The term "exit barrier" refers to an obstacle or other condition potentially stopping a business from leaving a market or industrial sector. These barriers imply a high cost of leaving the market or relocating, despite the reasons for doing so, which typically include incentives like high levels of competition and low-profit margins. Exit barriers may sometimes be high enough to force continued operation in a disadvantageous market because the price of leaving is higher than staying.

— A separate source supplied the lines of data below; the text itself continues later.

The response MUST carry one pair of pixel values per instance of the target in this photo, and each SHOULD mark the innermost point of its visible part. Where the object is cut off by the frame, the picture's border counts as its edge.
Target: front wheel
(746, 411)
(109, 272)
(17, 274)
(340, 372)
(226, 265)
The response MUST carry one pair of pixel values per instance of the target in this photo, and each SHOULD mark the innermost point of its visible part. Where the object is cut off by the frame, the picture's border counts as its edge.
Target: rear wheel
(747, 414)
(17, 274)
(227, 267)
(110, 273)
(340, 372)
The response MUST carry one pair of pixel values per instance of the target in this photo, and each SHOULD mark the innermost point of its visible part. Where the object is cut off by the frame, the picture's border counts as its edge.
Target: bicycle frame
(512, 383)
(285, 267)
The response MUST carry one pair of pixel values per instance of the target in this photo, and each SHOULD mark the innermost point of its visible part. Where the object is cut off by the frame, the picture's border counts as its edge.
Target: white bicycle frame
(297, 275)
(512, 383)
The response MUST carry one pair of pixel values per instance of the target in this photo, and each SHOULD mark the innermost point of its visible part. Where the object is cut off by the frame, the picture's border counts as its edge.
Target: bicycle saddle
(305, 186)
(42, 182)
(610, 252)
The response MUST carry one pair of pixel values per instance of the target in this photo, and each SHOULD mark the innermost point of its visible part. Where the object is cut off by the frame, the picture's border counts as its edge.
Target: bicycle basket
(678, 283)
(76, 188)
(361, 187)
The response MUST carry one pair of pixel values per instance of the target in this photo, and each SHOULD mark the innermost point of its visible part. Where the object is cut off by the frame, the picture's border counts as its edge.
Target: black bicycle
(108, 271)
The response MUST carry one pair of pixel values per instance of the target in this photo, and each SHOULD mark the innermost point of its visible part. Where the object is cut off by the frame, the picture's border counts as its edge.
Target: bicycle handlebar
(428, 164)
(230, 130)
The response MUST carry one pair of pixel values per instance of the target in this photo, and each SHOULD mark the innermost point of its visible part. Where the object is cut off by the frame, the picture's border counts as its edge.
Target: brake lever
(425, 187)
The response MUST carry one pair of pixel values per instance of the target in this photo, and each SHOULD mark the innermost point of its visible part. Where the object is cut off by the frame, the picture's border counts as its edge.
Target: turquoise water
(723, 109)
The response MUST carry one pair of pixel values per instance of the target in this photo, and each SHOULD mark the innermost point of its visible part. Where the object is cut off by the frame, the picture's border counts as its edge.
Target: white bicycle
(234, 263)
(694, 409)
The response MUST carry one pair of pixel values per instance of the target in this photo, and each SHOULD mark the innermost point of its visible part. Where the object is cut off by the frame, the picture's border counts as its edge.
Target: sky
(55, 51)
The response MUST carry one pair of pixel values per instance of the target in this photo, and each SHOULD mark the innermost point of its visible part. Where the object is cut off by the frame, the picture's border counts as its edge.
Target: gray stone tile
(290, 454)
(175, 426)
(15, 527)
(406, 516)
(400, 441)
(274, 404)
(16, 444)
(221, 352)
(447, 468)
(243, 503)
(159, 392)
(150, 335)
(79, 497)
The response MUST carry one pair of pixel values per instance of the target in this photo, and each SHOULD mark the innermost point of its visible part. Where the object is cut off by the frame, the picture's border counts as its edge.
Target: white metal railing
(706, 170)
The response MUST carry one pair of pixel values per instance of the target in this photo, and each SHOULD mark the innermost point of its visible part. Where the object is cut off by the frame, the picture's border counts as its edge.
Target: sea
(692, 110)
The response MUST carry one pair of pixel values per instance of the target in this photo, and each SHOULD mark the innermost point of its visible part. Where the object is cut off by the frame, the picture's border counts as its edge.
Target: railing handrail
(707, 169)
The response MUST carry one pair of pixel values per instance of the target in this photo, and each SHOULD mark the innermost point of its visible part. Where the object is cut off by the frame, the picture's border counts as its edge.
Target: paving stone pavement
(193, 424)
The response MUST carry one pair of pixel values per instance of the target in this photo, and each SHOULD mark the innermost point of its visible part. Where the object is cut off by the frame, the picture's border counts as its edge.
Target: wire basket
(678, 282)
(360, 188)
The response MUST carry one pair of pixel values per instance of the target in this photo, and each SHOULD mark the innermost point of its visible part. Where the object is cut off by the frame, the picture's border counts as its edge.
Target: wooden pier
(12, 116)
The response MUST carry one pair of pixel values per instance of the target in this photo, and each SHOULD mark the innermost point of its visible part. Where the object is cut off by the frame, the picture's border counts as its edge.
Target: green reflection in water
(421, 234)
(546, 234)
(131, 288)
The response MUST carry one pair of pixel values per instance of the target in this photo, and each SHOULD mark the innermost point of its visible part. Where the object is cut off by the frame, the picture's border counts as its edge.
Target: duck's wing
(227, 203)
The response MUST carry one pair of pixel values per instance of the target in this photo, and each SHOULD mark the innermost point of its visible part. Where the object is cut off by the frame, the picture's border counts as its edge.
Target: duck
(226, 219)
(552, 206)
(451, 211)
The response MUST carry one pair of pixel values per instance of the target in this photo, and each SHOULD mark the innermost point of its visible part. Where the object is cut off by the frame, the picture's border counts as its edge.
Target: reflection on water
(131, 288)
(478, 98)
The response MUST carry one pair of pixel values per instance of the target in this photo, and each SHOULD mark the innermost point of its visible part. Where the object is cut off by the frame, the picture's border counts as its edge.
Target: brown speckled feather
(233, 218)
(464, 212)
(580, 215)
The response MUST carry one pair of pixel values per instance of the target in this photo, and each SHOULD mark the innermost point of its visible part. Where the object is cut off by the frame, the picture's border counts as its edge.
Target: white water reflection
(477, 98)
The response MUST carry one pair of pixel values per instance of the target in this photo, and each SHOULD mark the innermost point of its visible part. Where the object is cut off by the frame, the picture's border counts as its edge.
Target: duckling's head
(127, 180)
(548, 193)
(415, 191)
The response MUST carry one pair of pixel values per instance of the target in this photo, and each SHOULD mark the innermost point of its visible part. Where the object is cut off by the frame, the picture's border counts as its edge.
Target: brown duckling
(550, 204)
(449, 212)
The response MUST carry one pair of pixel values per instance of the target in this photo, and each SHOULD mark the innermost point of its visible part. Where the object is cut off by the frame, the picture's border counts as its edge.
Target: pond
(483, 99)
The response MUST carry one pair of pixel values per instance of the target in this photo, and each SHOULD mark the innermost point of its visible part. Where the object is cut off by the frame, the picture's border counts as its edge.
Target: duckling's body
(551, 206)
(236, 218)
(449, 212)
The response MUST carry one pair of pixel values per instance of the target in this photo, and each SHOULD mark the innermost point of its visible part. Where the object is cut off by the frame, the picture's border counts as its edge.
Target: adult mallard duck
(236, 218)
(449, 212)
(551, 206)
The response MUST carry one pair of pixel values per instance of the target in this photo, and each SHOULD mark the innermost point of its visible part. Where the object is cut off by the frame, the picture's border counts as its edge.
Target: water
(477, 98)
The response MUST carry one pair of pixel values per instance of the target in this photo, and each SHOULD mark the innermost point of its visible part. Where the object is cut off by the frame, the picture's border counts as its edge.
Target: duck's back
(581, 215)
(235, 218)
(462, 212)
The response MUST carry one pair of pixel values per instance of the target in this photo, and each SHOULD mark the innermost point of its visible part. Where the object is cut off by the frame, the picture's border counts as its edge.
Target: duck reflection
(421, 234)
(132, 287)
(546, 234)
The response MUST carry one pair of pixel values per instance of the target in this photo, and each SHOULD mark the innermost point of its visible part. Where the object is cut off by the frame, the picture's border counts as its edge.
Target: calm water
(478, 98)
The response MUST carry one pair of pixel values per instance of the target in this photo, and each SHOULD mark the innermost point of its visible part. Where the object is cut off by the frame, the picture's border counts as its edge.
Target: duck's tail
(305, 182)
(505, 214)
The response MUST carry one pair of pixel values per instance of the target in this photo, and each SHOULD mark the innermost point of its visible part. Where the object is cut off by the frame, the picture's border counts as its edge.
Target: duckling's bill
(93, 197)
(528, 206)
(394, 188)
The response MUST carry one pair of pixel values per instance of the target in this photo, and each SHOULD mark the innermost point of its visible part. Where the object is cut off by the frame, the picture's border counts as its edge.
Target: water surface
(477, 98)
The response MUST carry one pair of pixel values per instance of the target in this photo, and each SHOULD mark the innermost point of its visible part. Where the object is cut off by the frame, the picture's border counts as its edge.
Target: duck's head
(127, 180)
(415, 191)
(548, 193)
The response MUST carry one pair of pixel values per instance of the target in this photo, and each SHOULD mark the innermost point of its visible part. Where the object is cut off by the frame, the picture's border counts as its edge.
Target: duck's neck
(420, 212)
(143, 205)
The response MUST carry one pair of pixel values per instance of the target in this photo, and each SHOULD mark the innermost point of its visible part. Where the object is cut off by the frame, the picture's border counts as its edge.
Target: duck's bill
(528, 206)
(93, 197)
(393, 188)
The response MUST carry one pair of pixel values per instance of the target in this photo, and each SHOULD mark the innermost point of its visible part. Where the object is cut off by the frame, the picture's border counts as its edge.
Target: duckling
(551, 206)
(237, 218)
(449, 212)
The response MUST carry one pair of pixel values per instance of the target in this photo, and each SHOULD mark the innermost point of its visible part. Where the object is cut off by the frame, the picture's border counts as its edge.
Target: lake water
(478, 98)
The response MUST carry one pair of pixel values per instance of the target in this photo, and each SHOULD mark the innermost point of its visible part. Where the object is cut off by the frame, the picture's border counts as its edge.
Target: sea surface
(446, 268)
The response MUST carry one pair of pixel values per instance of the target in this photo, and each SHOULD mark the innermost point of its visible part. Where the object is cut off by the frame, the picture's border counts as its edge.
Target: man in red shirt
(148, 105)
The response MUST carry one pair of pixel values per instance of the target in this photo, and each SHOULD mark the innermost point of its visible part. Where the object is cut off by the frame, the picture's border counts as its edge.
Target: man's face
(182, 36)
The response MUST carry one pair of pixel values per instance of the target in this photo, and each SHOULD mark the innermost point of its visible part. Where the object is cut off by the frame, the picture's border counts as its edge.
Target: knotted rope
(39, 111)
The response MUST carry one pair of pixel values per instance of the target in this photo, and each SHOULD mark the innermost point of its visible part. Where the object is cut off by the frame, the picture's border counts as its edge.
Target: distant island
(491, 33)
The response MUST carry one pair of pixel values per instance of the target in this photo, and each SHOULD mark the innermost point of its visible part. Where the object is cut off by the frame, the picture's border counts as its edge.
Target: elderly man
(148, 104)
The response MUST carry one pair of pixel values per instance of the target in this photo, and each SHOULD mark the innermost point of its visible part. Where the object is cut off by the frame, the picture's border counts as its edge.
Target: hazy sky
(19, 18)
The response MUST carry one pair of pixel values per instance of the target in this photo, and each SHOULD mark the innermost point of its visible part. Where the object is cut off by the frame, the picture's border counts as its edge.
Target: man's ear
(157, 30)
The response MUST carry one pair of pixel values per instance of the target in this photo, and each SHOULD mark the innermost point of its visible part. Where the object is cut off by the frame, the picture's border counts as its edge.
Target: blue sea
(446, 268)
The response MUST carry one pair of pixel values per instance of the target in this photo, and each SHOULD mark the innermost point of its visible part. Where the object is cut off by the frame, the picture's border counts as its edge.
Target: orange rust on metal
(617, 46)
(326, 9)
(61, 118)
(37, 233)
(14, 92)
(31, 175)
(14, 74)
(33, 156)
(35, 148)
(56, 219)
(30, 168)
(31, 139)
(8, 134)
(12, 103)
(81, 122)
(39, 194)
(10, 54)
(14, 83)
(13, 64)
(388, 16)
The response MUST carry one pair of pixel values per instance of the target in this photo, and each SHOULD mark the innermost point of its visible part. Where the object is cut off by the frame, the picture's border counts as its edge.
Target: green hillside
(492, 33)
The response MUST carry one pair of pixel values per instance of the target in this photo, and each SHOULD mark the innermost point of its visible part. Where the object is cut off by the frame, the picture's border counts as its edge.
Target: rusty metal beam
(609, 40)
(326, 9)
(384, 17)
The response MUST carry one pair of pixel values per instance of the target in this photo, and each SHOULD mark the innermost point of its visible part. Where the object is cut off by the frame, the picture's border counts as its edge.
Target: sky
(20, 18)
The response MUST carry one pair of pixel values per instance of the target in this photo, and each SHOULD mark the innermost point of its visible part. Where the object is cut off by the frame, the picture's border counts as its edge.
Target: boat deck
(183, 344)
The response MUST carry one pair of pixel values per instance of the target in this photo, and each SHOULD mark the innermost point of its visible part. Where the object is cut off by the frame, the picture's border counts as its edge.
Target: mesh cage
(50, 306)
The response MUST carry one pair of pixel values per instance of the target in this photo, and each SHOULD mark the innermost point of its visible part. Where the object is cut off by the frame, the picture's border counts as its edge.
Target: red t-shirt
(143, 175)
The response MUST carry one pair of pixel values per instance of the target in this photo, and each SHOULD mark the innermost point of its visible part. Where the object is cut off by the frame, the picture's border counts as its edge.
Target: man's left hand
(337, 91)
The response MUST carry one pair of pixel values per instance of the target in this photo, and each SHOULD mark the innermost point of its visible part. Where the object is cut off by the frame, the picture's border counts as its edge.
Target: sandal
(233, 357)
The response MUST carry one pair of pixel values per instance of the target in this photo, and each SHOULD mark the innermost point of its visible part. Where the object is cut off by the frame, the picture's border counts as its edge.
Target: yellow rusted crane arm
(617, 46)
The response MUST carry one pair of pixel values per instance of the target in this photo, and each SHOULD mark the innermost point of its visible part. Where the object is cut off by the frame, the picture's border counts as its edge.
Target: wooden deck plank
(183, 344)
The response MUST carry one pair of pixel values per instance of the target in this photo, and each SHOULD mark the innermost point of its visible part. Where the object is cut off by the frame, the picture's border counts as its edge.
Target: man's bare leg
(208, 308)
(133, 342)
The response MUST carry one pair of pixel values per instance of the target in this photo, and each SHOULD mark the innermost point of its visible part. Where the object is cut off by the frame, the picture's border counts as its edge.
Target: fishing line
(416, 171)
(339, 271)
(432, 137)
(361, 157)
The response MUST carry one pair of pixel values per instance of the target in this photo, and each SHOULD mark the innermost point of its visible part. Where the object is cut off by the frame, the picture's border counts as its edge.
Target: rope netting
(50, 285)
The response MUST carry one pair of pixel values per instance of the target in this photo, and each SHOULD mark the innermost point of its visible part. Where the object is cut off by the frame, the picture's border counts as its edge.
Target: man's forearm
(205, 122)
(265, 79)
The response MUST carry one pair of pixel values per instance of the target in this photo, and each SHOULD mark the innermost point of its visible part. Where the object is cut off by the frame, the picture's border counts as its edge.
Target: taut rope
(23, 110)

Certain markets imply a high level of investment in fixed assets that cannot be readily moved or liquidated favorably. Typically, certain services like manufacturing face this type of exit barrier disproportionately. Manufacturers typically have specialized equipment and facilities as part of their operation, while service providers such as telecommunications firms have invested heavily in wiring, deploying equipment and preparing infrastructure. Liquidating manufacturing equipment and facilities is difficult, more so in a specialized industry, while service providers may find it far cheaper to continue providing services for some return on their high initial investment in their fixed or semi-permanent assets.
Low Variable Costs
Often, high initial investments correlate with lower variable costs, which are the per unit inputs required to manufacture or provide another unit of product. This dissuades sellers from divesting from the market due to the high initial investment as well as the relatively low cost of continuing to do business. Variable costs also can be used as an incentive to remain in the market, or to deter potential competitors from entering the market due to their mutability and the existed sellers' ability to manipulate final prices to make competitors' products less competitive.
High Immediate Costs
Many industries are based on long-term contractual obligations between sellers and buyers, as well as between the sellers and their employees. These businesses often face high immediate costs to any sort of divestment from a market or even a downsizing. These costs come from a variety of sources such as the cost of laying off workers and providing severance packages, the cost of breaking contracts with suppliers and buyers, as well as costs related to facilities and equipment.
Businesses may face other exit barriers, generally tangentially related to immediate costs of divestment or loss of fixed assets. These may include contractual stipulations, usually based on long-term contractual obligations with suppliers, buyers or landlords. Generally, these contracts enforce a penalty for breach of contract and act as major deterrents for sudden divestment from a market. Some firms may also intentionally raise exit barriers for themselves to either shake out competitors -- generally newer firms -- or to communicate a commitment to stay in a market for the long term. Sometimes, an impending anticipated market upturn may also influence firms to remain in an unfavorable market.